It’s happened to everyone – it’s the end of the semester, you’re cleaning out your room, and you suddenly stumble across a library book you forgot you checked out the first week of school. Usually, the only option is to sigh and cough up the money for the overdue fee, but soon there will be a different way to solve the problem.
FIU Libraries is working with the FIU Student Food Pantry on a new way to pay back fines. From March 19-30, students with library fines can bring in a donation for the Food Pantry to the Circulation Desk in lieu of paying cash. Each item brought in will count as payment for one fine (UBorrow Fines, ILL fines, and replacement fees are not included). A one-time fee waiver for electronic devices are included in the program as well (maximum fine of $50).
Genevieve Diamond, head of Access Services at FIU Libraries, is excited about the impact the pilot program can have on the university community and says “Food for Fines demonstrates the library’s commitment to the FIU community by helping financially challenged students – in that students can pay off overdue fees while helping their fellow students by donating non-perishable food items to the campus pantry, where it is then distributed to those in need.”
There is a Food Pantry location at both Biscayne Bay Campus and Modesto A. Maidique Campus. The BBC location opened in late 2013, and the MMC location a year later.
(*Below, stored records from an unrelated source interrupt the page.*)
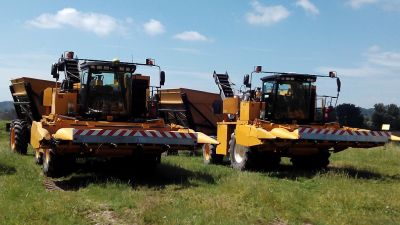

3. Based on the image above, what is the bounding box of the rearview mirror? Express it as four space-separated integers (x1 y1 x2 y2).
160 71 165 86
51 63 60 80
336 77 342 92
243 74 250 87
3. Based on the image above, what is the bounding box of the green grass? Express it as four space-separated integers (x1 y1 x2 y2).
0 123 400 225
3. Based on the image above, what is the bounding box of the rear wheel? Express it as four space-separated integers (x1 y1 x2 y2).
229 133 254 170
202 144 224 164
10 119 29 155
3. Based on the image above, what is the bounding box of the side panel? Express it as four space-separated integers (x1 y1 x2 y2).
223 98 239 114
235 125 263 147
217 124 231 155
240 101 262 121
51 90 77 115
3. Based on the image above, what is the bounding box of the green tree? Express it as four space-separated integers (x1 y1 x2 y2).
372 103 400 130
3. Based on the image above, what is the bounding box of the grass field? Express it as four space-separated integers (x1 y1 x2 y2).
0 123 400 225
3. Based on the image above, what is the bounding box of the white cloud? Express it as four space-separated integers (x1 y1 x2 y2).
348 0 379 9
174 31 210 41
143 19 165 36
318 46 400 77
27 8 122 36
246 1 290 26
296 0 319 15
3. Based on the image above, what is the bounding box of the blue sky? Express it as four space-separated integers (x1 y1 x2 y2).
0 0 400 107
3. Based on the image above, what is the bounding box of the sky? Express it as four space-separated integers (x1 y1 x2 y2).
0 0 400 108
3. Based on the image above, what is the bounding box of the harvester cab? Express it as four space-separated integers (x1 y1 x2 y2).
242 66 341 124
51 52 165 122
203 66 390 170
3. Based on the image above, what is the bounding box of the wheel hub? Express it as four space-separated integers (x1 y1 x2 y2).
233 145 246 163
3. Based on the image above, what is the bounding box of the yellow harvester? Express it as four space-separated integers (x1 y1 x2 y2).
10 52 217 176
203 66 390 170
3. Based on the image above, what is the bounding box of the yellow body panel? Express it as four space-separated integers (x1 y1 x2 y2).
43 88 53 107
223 97 239 114
31 121 51 149
390 135 400 141
216 123 231 155
196 132 219 145
235 125 276 147
53 128 74 141
240 101 263 121
270 128 300 140
51 89 77 115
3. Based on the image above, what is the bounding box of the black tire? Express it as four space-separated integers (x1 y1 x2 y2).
10 119 30 155
290 150 331 169
35 150 43 165
201 144 224 164
42 149 75 178
229 133 254 170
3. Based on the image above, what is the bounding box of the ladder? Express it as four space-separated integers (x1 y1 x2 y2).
64 59 80 83
213 71 234 99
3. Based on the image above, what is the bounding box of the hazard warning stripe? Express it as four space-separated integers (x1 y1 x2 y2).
73 129 197 139
299 127 391 137
299 127 391 142
73 129 197 146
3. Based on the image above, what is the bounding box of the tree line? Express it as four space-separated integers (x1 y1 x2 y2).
336 103 400 131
Run by the Healthy Living Program and the Center for Leadership & Service in the Division of Student Affairs, the offices saw an increase in the number of students who lacked consistent access to food. At the same time, many food pantries were opening at colleges and universities across the country, which helped inspire the program’s creation.
No proof of need is required and students can access the pantry once a week with a valid student ID, taking up to 10 pounds of food each visit. Joanna Garcia, associate director at the Center for Leadership & Service, wants to “create a culture where coming to the pantry is something our students can be comfortable with.” As such, the Food Pantry is available to all currently enrolled students, whether they have ongoing need or short term needs stemming from financial emergencies.
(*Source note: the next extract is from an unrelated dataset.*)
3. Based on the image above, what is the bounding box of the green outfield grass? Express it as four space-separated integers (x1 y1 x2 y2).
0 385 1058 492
Ludovica Virgile, Student Food Pantry coordinator with the Healthy Living Program at BBC, agrees. “I would like our students to know that there is no stigma in asking for help. The Student Food Pantry was established to serve them without judgement or discrimination. FIU especially cares about our struggling students.Tthere are many services/programs created just to help them.”
Lack of food is not just a physical struggle, but an scholastic one as well. According to Virgile, “research shows that hunger affects the academic success of students. FIU has launched various initiatives to remove barriers preventing on-time graduation and I feel that FIU’s Student Food Pantry is another initiative that removes the barrier.”
Garcia agrees. “It provides an additional layer of support for students that might be experiencing a lack of available financial resources to purchase food items,” she says.
Items may be brought to the Circulation Desks at either the Green or Hubert Libraries. Items must be labeled, non-perishable, must not be past freshness or expiration date, and must not be in glass jars or dented/rusted cans.
The MMC Food Pantry is located in DM 166 until March 20, at which point it will move to GC 319 and is open Mondays from noon to 3 p.m., Tuesdays from 2 p.m. to 5:30 p.m., and Wednesdays and Thursdays from 2 p.m. to 5 p.m. The BBC Food Pantry is located in WUC 307 and is open Monday through Friday from 10 a.m. to 4 p.m.